Would a less-specialized rendering engine not be even less performant if trying to make web-app like things?


What web-app like?

If browser vendors don't change course in regards to WebAssembly's roadmap, Flash and Applets are back, just give it one more year to mature the eco-system.


Seems unlikely. Developers are already using the DOM model outside of the browser entirely a'la Electron because in modern times it's such a productive and accessible development environment. I can't imagine we'd try to bring back the pain of Flash. What we have now is drastically more portable and a delight to use compared to that era.


Instead of bindings to DOM, you can offer bindings to native API - Webassembly makes it safe. Another approach is running your app on webgl. WASM is not a subset of JavaScript at all, it has similar modularization, but that's about it.

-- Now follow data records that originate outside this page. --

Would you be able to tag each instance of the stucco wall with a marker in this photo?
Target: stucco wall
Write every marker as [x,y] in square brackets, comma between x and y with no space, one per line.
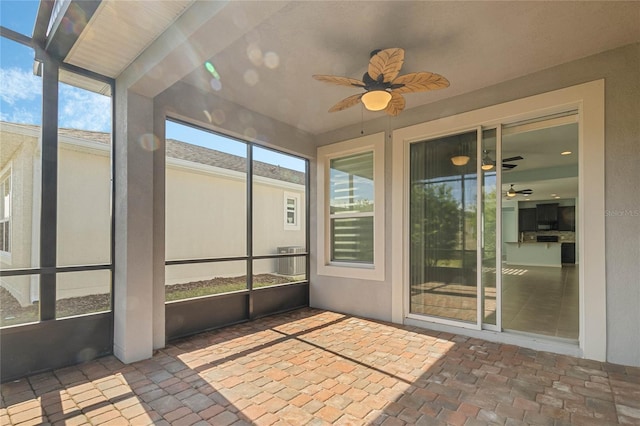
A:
[22,167]
[206,216]
[621,70]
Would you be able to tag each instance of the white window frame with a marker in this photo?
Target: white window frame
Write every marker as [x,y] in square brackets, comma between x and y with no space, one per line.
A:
[6,175]
[369,271]
[295,226]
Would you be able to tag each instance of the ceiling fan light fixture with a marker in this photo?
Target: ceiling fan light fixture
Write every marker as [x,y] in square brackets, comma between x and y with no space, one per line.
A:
[487,162]
[486,166]
[460,160]
[376,100]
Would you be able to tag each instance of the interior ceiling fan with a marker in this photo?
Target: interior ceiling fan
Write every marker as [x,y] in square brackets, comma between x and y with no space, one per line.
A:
[488,163]
[383,88]
[512,192]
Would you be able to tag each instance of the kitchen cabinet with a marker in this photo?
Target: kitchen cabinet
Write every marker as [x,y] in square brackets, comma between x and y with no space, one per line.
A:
[547,216]
[568,253]
[567,218]
[527,220]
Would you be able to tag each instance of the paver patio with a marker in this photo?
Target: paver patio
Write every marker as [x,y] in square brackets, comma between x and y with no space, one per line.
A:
[314,367]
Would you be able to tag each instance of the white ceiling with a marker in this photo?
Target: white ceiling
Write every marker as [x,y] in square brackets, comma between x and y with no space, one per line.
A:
[265,60]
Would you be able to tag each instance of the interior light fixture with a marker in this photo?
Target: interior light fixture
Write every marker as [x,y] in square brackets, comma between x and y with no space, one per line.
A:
[460,160]
[487,162]
[376,100]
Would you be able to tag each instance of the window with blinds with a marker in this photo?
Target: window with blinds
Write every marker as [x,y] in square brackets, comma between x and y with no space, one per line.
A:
[351,208]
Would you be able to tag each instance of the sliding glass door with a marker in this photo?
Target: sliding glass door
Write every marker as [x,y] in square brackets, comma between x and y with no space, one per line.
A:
[443,189]
[492,228]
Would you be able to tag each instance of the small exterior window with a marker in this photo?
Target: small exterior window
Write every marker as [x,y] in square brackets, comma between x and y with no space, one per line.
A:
[291,211]
[351,208]
[5,213]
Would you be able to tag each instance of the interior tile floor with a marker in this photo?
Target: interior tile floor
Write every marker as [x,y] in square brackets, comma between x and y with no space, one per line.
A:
[541,300]
[314,367]
[535,300]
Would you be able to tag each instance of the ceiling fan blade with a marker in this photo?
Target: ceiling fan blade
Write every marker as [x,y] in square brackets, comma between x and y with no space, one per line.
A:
[346,103]
[396,104]
[420,82]
[340,81]
[387,63]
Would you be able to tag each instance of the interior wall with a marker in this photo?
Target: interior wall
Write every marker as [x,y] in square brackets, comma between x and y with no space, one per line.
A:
[620,69]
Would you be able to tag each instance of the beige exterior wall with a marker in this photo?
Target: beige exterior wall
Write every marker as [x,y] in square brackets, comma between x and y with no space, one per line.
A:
[206,216]
[205,210]
[19,159]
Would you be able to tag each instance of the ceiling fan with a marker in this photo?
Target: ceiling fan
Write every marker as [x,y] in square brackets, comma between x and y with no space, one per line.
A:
[383,88]
[488,163]
[512,192]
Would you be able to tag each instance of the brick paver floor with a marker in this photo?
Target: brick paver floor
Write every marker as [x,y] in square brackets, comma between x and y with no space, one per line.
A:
[314,367]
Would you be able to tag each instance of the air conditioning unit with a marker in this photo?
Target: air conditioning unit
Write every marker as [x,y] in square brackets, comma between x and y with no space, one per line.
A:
[291,265]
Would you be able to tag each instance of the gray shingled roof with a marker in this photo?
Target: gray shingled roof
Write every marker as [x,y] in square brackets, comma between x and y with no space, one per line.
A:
[197,154]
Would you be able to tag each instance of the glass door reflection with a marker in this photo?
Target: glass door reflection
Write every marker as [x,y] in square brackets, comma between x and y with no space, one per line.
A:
[443,227]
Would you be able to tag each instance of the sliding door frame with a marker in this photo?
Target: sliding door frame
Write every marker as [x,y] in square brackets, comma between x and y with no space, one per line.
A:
[588,100]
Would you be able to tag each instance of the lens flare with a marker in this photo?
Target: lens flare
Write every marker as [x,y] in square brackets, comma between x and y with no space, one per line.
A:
[251,77]
[271,60]
[149,142]
[218,116]
[254,54]
[250,133]
[212,70]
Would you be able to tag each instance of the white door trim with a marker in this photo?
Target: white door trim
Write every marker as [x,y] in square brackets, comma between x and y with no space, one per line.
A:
[588,99]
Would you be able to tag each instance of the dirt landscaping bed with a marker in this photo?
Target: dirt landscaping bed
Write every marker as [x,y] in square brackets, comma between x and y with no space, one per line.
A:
[11,313]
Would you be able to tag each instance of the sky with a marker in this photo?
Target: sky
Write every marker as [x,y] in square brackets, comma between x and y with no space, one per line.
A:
[21,92]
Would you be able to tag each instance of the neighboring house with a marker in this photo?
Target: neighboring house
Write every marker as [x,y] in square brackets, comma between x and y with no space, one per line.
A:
[84,213]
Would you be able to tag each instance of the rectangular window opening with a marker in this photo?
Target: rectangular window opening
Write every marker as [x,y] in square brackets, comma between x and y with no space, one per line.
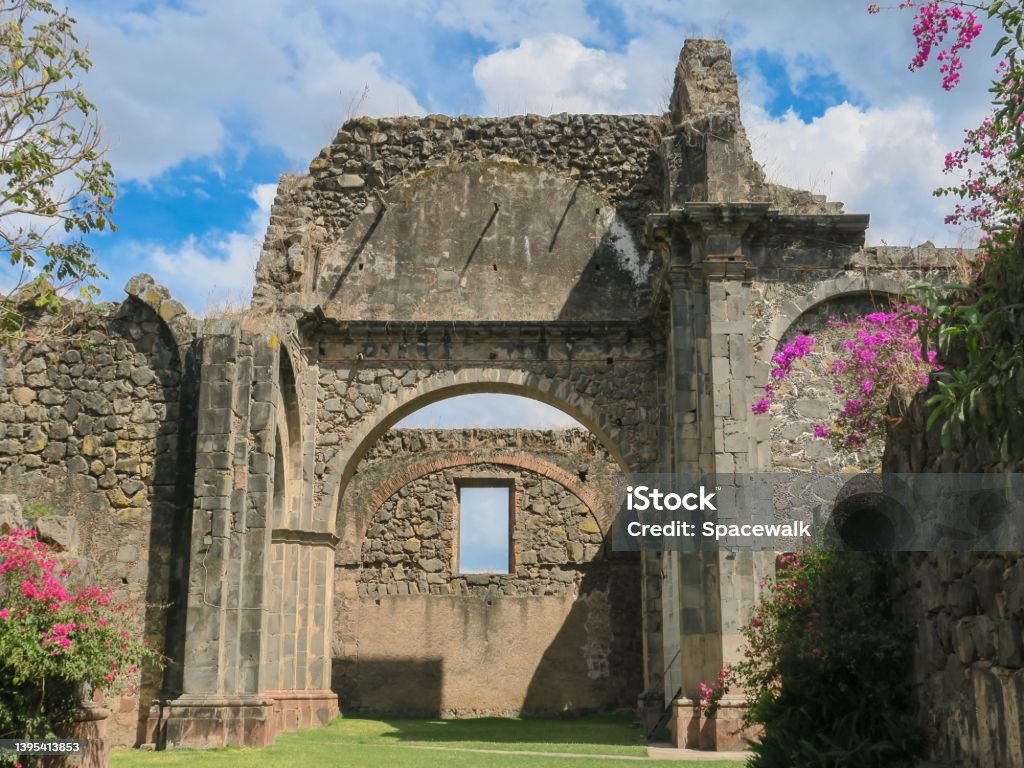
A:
[484,528]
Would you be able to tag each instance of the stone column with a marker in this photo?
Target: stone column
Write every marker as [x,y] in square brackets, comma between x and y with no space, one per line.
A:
[713,375]
[220,702]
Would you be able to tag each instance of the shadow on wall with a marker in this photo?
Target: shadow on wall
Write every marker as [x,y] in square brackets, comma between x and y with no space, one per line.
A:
[408,686]
[593,664]
[606,614]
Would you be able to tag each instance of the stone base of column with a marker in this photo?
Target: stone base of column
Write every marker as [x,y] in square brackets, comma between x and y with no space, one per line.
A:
[88,725]
[203,722]
[724,731]
[302,709]
[649,709]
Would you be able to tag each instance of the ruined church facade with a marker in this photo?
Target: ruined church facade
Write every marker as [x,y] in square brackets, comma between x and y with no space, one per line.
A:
[243,476]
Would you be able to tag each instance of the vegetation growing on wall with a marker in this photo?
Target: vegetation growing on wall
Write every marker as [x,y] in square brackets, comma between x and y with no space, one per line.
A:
[58,640]
[826,667]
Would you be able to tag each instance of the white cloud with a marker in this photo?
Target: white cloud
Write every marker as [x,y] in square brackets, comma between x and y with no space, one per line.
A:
[218,272]
[882,161]
[187,82]
[556,73]
[488,411]
[506,23]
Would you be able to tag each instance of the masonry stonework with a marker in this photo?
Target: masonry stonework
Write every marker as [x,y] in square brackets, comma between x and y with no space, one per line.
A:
[559,633]
[636,271]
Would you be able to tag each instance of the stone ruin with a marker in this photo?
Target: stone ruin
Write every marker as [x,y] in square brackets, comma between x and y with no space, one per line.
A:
[297,554]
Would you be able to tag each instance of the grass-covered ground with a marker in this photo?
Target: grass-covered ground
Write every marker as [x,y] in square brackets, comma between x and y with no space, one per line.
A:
[401,742]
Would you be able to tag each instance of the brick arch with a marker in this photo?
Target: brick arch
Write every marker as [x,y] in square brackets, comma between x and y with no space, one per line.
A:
[394,407]
[826,290]
[518,459]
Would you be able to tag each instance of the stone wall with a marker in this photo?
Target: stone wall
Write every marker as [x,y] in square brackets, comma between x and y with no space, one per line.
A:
[968,613]
[560,633]
[613,155]
[92,434]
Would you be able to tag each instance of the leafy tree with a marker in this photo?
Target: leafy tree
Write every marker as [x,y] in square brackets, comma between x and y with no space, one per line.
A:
[55,182]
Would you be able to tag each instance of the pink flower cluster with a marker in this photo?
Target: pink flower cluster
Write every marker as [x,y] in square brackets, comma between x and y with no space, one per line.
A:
[933,23]
[801,346]
[60,629]
[711,695]
[880,356]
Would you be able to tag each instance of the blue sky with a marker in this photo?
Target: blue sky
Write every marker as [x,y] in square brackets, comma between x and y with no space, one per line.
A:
[206,103]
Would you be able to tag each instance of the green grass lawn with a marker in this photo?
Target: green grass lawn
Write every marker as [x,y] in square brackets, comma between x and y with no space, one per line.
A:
[407,742]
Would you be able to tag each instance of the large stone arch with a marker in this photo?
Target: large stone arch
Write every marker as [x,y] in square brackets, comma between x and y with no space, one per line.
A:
[393,408]
[820,293]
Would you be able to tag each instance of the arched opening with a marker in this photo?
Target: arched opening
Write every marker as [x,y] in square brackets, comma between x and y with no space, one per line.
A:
[550,625]
[806,398]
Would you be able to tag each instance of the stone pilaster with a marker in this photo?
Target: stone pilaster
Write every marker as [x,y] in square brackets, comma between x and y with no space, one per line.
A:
[221,704]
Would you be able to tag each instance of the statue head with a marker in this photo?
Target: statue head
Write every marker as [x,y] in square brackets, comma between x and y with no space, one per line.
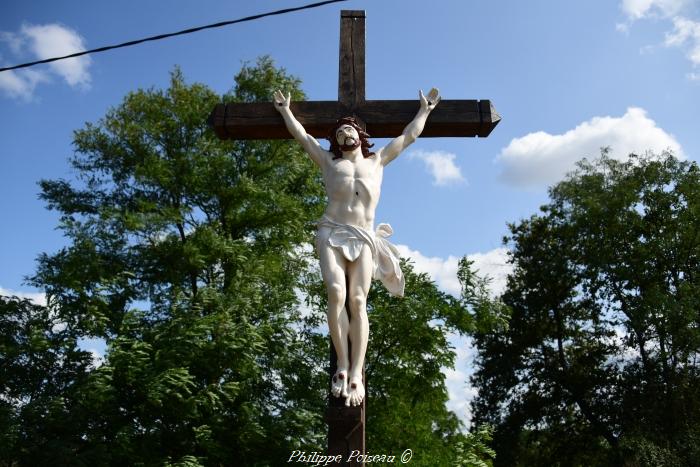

WebAssembly will make it simpler to port non-DOM UI libraries to the web, which probably some people will use - though the DOM based UI libraries are already quite strong.


I am also interested in this, but I'm concerned about the accessibility aspects. Native Qt can be accessible. Web apps can be accessible.

Can Native Qt on web assembly be accessible? How would that work cross-platform?


There are 3 approaches:

- Web apps (using DOM like usual)

- Native Qt and a WASM runtime that has bindings directly to the native library (basically PyQt, but WASM instead of Python)

- Qt apps in canvas (webgl)

The first two are definitely accessible (by default or very easily). The last one not so much, but it's still possible, and project like Qt should have enough resources to pull it off. The second approach should be the most performant.